翔香の意識が過去に戻った時にも、未来で過去を知っている自分たちの存在へ干渉しないように、未来を再編集してしまわないように注意を払っていますし、和彦は論理的に翔香の時間移動を分析して、一定の規則性を見つけ出しています。
読んでいる文には面白い作品ですが、登場人物たちの行動をじっくり見ていると、本当に緻密で論理的な作品に仕上がっています。
この作品はライトノベルの範疇として語られる事が多いようですが、どちらかというとその要素は下巻にお任せでしょうか。

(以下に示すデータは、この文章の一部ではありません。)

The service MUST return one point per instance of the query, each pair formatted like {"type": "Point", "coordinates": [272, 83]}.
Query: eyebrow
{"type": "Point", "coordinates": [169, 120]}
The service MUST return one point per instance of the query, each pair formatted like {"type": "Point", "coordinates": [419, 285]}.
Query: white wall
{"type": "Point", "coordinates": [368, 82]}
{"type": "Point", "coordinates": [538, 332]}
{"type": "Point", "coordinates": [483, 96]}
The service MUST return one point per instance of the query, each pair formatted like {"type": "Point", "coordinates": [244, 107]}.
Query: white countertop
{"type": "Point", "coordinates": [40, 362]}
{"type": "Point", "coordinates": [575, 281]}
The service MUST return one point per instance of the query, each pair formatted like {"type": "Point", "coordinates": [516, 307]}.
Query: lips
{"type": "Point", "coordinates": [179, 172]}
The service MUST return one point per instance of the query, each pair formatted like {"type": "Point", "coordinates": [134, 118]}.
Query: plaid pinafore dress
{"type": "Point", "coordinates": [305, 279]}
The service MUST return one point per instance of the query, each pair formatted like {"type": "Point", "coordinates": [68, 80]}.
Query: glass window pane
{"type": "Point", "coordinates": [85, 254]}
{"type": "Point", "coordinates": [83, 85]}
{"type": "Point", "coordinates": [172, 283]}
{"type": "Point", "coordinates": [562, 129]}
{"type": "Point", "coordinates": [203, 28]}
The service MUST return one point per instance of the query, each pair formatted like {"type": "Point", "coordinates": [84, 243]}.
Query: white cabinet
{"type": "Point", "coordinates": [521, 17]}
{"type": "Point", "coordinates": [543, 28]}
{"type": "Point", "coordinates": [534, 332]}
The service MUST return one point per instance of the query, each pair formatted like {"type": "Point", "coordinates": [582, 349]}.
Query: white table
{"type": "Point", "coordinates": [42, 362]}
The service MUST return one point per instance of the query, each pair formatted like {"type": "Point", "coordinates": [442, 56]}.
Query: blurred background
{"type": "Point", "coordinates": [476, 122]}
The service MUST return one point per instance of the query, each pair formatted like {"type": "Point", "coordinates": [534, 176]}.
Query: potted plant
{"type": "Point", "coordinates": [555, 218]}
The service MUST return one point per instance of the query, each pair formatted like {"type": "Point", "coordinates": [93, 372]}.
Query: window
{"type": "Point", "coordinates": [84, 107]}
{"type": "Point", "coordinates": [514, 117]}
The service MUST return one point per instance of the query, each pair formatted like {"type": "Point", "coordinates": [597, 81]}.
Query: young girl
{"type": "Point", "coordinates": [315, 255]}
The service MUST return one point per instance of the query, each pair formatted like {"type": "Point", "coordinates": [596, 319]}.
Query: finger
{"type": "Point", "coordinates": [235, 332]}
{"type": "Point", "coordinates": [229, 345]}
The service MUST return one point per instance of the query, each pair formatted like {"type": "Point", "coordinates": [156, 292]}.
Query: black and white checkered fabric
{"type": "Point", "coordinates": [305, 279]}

上巻はヒロインの翔香の時間移動の混沌としていた部分が段々と解き明かされていく所までが描かれています。

□ 感想
そう、これが読みたかったんだ!という作品に出会えた気持ちです。
もしかすると著者の高畑さんも同じような感想だったのかもしれませんね。
作品中で和彦は『これでも俺は、タイムトラベルものの本は結構読んでいてね。ラベンダーの匂いを嗅ぐ奴も、車に乗る奴も、猫が扉を探す奴も、大抵のは知ってる』と話すのですが、ラベンダーは言わずもがなの『時をかける少女』ですし、車に乗るのは『バック・トゥ・ザ・フューチャー』 で、猫は既にSF小説としてもクラシックとしての地位を不動のものにした『夏への扉(ロバート・A. ハインライン)』のことです。
こういった作品に対する敬意や、自分なりの解釈、こういったものを読んでみたかった!という欲求が、この作品に活かされているのではないかなぁと思うのです。
いつかこの作品も『階段から落ちる奴』なんて語れる時代が来るのでしょうか。